The Structure Module does not predict coordinates in a single pass. Instead, it initializes all residue frames to the identity transformation—placing every residue at the origin with default orientation—and iteratively refines them through 8 layers of IPA.

Each iteration:

Applies IPA to update per-residue features, using the current frames.
Passes features through a transition (feed-forward) network.
Predicts a small update to each residue’s frame (a rotation and translation).
Composes this update with the current frame.

This iterative approach resembles message passing in a graph neural network. Early iterations establish coarse global topology (“this helix packs against that sheet”). Later iterations fine-tune local geometry (“this side chain points inward, not outward”).

class StructureModule(nn.Module):
    """Structure Module: iteratively refines residue frames
    from identity to the predicted 3D structure.

    Takes the refined MSA and pair representations from the
    Evoformer and produces C-alpha coordinates.

    Args:
        c_s:      single representation dimension
        c_z:      pair representation dimension
        n_layers: number of IPA refinement iterations
    """

    def __init__(self, c_s: int = 384, c_z: int = 128, n_layers: int = 8):
        super().__init__()
        self.input_proj = nn.Linear(256, c_s)  # project c_m -> c_s

        self.ipa_layers = nn.ModuleList([
            InvariantPointAttention(c_s, c_z) for _ in range(n_layers)
        ])

        self.transitions = nn.ModuleList([
            nn.Sequential(
                nn.LayerNorm(c_s),
                nn.Linear(c_s, c_s * 4),
                nn.ReLU(),
                nn.Linear(c_s * 4, c_s),
            ) for _ in range(n_layers)
        ])

        # Predict 6-DOF frame update: 3 rotation angles + 3 translation
        self.backbone_update = nn.Linear(c_s, 6)

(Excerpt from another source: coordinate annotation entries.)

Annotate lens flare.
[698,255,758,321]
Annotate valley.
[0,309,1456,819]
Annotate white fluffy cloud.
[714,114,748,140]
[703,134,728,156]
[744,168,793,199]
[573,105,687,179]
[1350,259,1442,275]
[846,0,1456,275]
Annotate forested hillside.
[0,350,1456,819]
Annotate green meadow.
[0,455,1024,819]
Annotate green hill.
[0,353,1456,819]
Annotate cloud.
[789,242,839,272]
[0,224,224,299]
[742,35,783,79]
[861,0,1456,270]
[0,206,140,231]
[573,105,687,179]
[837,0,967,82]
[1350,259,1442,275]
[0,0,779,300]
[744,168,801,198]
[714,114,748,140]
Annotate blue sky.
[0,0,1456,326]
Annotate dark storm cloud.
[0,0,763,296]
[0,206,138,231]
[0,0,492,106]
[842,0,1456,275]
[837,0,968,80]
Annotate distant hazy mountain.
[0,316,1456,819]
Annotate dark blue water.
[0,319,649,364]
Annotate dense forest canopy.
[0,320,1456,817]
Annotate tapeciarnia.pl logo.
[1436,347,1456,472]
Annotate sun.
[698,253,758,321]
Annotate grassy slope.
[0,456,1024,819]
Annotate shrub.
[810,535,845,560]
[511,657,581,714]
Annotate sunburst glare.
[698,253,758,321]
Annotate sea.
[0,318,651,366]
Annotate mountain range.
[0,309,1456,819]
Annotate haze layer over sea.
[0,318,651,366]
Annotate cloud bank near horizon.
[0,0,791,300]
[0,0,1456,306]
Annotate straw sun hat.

    def forward(self, msa_repr, pair_repr):
        """
        Args:
            msa_repr:  [N_seq, L, c_m]
            pair_repr: [L, L, c_z]
        Returns:
            coords: [L, 3]  predicted C-alpha coordinates
            frames: Rigid    per-residue frames
        """
        L = pair_repr.shape[0]

        # Initialize single representation from first row of the MSA
        # (the first row is the target sequence)
        single = self.input_proj(msa_repr[0])  # [L, c_s]

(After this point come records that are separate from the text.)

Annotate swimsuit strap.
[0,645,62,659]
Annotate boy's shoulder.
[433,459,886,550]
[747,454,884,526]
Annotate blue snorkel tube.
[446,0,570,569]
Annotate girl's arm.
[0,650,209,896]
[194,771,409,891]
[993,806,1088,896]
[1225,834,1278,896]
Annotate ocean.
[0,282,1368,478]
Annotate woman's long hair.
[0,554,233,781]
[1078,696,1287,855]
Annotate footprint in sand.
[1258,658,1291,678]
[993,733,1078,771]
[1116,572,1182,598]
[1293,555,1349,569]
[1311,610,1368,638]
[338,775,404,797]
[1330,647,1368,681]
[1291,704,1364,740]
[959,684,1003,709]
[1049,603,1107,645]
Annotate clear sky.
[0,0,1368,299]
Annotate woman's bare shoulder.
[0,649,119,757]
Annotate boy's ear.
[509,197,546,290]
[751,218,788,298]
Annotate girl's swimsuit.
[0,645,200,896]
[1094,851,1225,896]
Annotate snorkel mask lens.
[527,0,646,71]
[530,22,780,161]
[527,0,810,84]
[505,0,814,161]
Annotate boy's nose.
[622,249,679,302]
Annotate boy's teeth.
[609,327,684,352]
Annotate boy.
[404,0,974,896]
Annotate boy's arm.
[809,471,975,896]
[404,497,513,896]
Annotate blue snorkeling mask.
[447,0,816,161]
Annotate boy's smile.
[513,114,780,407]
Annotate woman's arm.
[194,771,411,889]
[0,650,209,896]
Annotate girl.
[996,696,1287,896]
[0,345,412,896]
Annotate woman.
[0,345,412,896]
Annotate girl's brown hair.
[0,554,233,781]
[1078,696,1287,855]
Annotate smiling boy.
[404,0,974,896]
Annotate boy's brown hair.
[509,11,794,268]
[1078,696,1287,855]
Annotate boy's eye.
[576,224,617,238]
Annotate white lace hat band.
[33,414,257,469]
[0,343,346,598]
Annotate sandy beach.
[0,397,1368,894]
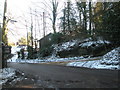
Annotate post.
[43,12,45,37]
[0,25,2,69]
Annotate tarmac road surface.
[8,63,120,88]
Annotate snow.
[0,68,15,85]
[8,46,120,70]
[67,47,120,70]
[53,40,78,51]
[79,40,110,47]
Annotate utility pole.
[0,0,7,68]
[25,20,28,48]
[0,25,2,69]
[30,9,33,48]
[43,12,45,37]
[35,10,37,50]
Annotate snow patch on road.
[67,47,120,70]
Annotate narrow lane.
[8,63,118,88]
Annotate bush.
[39,46,53,57]
[51,33,63,44]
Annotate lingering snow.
[53,40,78,51]
[52,38,110,52]
[79,40,110,47]
[0,68,15,85]
[67,47,120,70]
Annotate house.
[38,33,52,49]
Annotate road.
[8,63,119,88]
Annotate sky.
[0,0,64,42]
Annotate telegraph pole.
[2,0,7,43]
[43,12,45,37]
[0,0,7,68]
[0,25,2,69]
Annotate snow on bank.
[67,47,120,70]
[0,68,15,85]
[52,38,110,52]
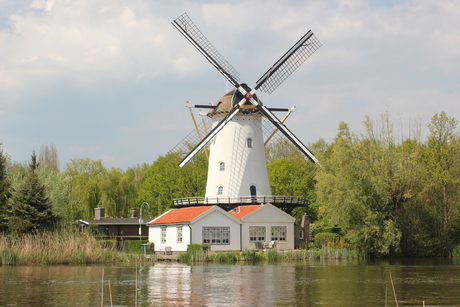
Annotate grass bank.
[0,230,141,265]
[178,247,366,262]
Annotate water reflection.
[0,259,460,307]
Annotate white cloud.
[0,0,460,167]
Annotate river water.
[0,259,460,307]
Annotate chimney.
[300,213,310,243]
[94,206,105,220]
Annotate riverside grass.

        # All frames start at identity
        frames = Rigid.identity((L,), device=single.device)

        for ipa, transition in zip(self.ipa_layers, self.transitions):
            # 1. IPA: update single representation using current frames
            single = single + ipa(single, pair_repr, frames)

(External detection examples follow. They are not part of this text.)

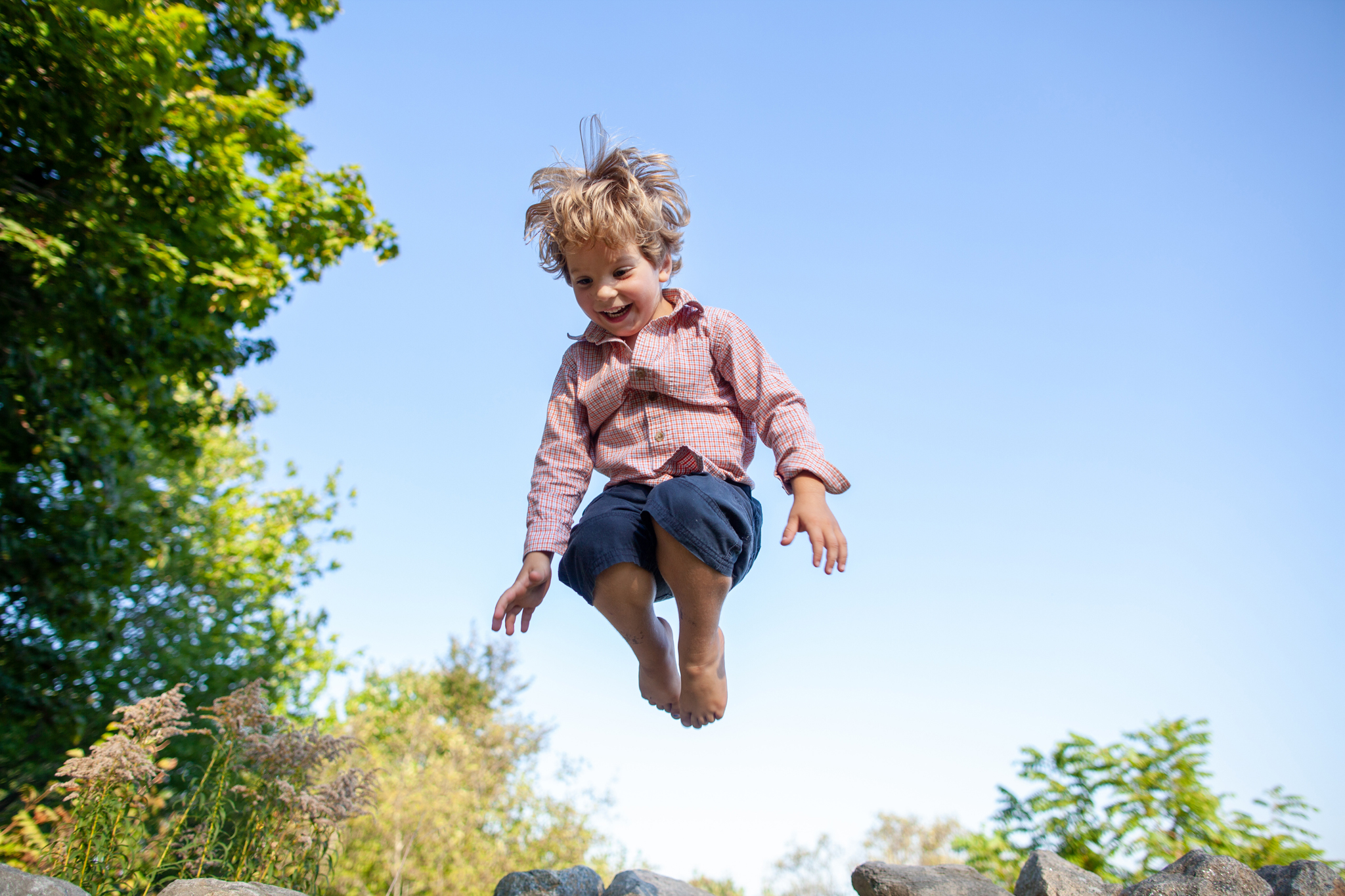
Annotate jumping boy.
[491,117,850,728]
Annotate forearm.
[789,470,827,501]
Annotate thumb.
[780,513,799,544]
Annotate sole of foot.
[678,629,729,728]
[640,616,682,719]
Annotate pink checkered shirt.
[523,289,850,553]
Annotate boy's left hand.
[780,473,846,575]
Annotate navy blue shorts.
[558,473,761,603]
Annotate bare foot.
[678,629,729,728]
[640,616,682,719]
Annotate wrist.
[789,470,827,498]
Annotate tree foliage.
[864,811,963,865]
[0,0,397,792]
[954,719,1322,889]
[334,639,601,896]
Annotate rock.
[1256,859,1345,896]
[1120,849,1273,896]
[850,863,1006,896]
[603,869,710,896]
[495,865,603,896]
[0,863,89,896]
[159,877,304,896]
[1013,849,1124,896]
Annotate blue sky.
[241,0,1345,892]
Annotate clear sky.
[241,0,1345,892]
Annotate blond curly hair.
[523,116,692,284]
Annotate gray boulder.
[603,869,710,896]
[159,877,304,896]
[1120,849,1273,896]
[0,863,89,896]
[1256,859,1345,896]
[850,863,1007,896]
[495,865,603,896]
[1013,849,1124,896]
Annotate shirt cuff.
[775,449,850,494]
[523,523,570,556]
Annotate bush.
[5,681,372,896]
[334,638,606,896]
[954,719,1322,889]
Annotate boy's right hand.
[491,551,552,634]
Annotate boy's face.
[565,240,672,339]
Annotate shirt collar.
[570,286,705,345]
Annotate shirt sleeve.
[710,312,850,494]
[523,352,593,555]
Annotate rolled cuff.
[523,520,570,556]
[775,449,850,494]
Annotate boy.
[491,123,850,728]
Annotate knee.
[593,563,653,606]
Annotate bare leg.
[593,563,680,719]
[653,523,733,728]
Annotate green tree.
[864,811,961,865]
[0,0,397,798]
[325,638,604,896]
[954,719,1322,889]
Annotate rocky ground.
[0,849,1345,896]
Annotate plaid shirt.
[523,289,850,553]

            # 2. Transition: per-residue feed-forward
            single = single + transition(single)

            # 3. Predict frame update (small rotation + translation)
            update = self.backbone_update(single)
            rot_angles   = update[:, :3] * 0.1   # scale down for stability
            trans_update = update[:, 3:]

            # Simplified: identity rotation + translation
            # (full implementation uses quaternion parameterization)
            rot_mat = torch.eye(3, device=single.device).unsqueeze(0).expand(
                L, -1, -1).clone()
            frame_update = Rigid(rot_mat, trans_update)

            # 4. Compose update with current frames
            frames = frames.compose(frame_update)

        # C-alpha coordinates are the origins of the final frames
        coords = frames.trans
        return coords, frames

A note on the rotation parameterization: the code above uses a simplified identity rotation for clarity. The actual AlphaFold2 implementation parameterizes rotations using quaternions, which avoid gimbal lock and compose correctly under small updates⁶.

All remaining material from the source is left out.